Farid stayed in the gym at the Westwood Recreation Center, a temporary shelter where community members dropped off blankets, clothes, water, pizza and pet supplies for residents fleeing the fires.
Volunteers like Jeff Harris showed up at the temporary shelter — in his case, towing his Feisty Fish Poke food truck, which he set up and began serving food to those coping with the disaster.
“I’m just here to help,” said Harris.
Farid is not the only Pacific Palisades resident who escaped with the clothes on their backs.
A man who asked to be identified only by his first name, Brian, does not plan to evacuate his apartment. That plan changed when he observed the traffic building on Palisades Drive and people walking on the Pacific Coast Highway with their luggage and he observed the approaching fire.
“Right across from us, the fire started going up the hill,” said Brian, who spent the night sleeping in his car before seeking shelter.
A volunteer offered Brian a change of clothes — a sweatshirt with the Laughing Man logo. He declined, suggesting that a more appropriate slogan would read, “sad and in the dumps.”

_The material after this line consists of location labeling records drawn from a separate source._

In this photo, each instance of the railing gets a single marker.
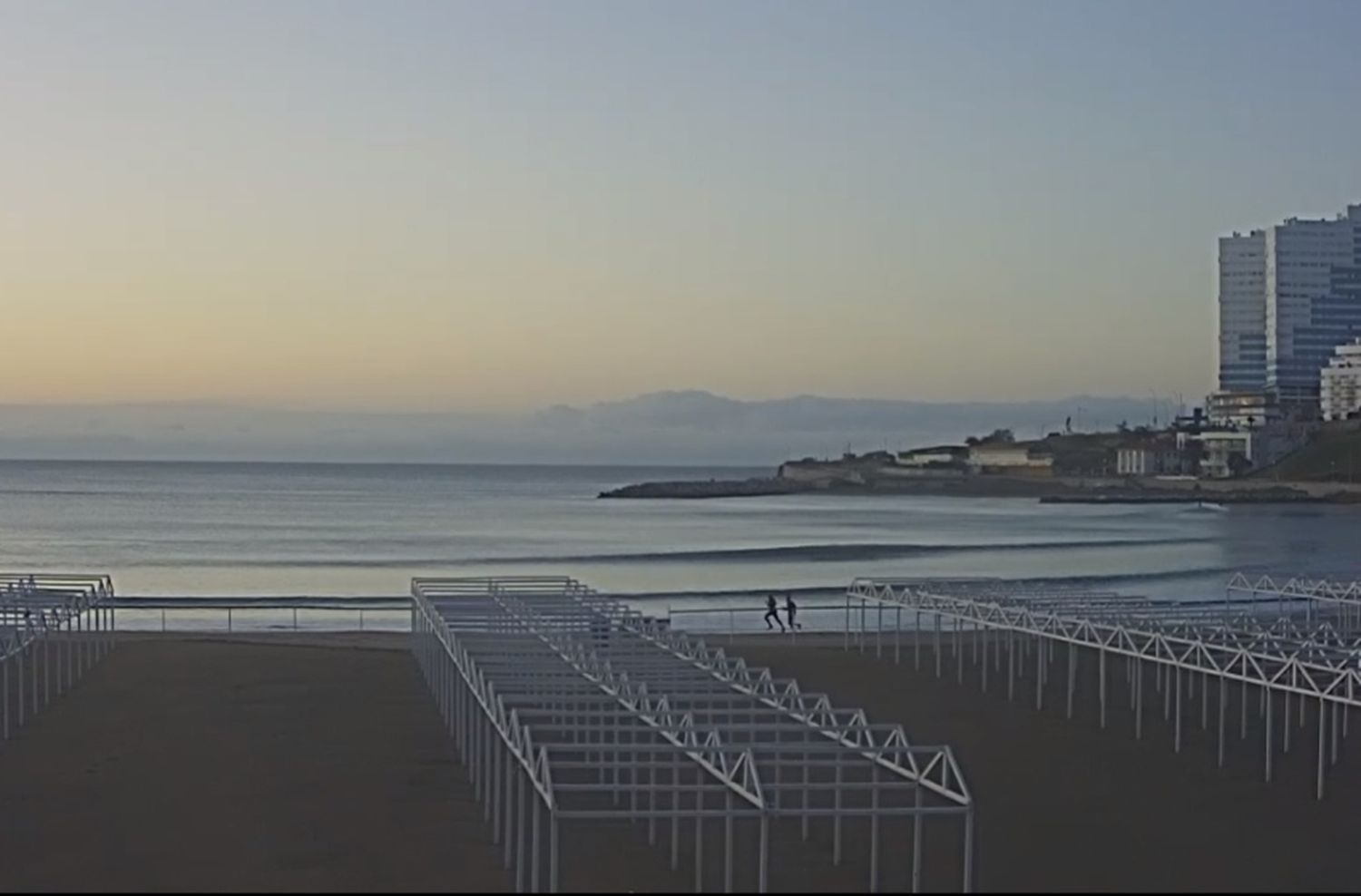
(263, 613)
(822, 620)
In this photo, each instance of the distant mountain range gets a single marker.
(661, 429)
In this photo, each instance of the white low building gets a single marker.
(1339, 385)
(1151, 458)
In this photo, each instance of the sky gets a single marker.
(506, 206)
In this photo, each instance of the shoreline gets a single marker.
(1045, 490)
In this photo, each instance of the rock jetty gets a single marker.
(710, 488)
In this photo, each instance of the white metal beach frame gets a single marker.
(54, 628)
(569, 707)
(1297, 639)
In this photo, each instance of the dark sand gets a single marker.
(1066, 805)
(307, 763)
(225, 765)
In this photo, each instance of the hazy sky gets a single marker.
(511, 204)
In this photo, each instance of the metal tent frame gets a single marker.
(569, 707)
(1287, 642)
(54, 628)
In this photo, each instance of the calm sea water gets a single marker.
(290, 529)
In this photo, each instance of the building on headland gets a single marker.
(1012, 458)
(938, 455)
(1289, 296)
(1243, 313)
(1151, 457)
(1339, 386)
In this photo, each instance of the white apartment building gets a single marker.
(1339, 385)
(1308, 313)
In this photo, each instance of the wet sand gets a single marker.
(225, 765)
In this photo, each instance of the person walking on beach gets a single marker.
(772, 613)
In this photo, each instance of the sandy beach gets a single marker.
(318, 762)
(1066, 805)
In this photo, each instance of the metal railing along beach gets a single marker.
(54, 628)
(1290, 646)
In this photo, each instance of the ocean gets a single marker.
(365, 529)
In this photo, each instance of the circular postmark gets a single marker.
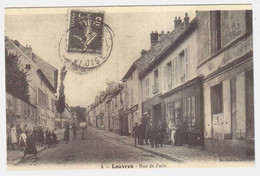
(87, 43)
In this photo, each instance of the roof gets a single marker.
(156, 54)
(46, 68)
(39, 71)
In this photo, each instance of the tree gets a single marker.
(80, 113)
(16, 77)
(61, 101)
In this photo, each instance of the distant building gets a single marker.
(171, 87)
(42, 79)
(225, 59)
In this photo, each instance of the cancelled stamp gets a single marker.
(86, 31)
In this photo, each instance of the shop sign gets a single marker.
(134, 108)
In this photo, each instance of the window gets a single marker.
(41, 97)
(156, 76)
(216, 95)
(156, 82)
(115, 101)
(215, 31)
(218, 21)
(169, 75)
(146, 88)
(47, 101)
(132, 97)
(181, 62)
(187, 63)
(121, 99)
(175, 71)
(52, 104)
(249, 20)
(27, 66)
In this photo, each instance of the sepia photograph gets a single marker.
(129, 87)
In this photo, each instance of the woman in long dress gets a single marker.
(30, 145)
(13, 136)
(22, 140)
(67, 134)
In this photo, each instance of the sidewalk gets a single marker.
(179, 154)
(14, 156)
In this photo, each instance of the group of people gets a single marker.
(74, 129)
(151, 133)
(26, 139)
(16, 136)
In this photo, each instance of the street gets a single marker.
(96, 150)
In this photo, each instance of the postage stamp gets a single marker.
(86, 29)
(88, 41)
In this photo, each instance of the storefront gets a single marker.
(123, 121)
(132, 118)
(152, 108)
(184, 105)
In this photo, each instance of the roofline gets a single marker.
(130, 70)
(165, 52)
(39, 71)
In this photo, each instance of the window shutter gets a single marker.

Rick Cicetti, an actor with more than a dozen film and television credits, left his Santa Monica home with important documents and his beloved 19-year-old cat.
He said he has lived in Southern California for 42 years, but has never had a police officer knock on his door to order him to evacuate.
“When you see it on the news, or you see it five miles away in Malibu or whatever, it’s a lot different than when you’re told you’re next,” Cicetti said.
He said he was touched by the outpouring of compassion from people he met while traveling with author and coach Tony Robbins and who contacted him after learning of the fires.
“I get a little choked up just thinking about all the people from all over the world that have reached out to me,” Cicetti said.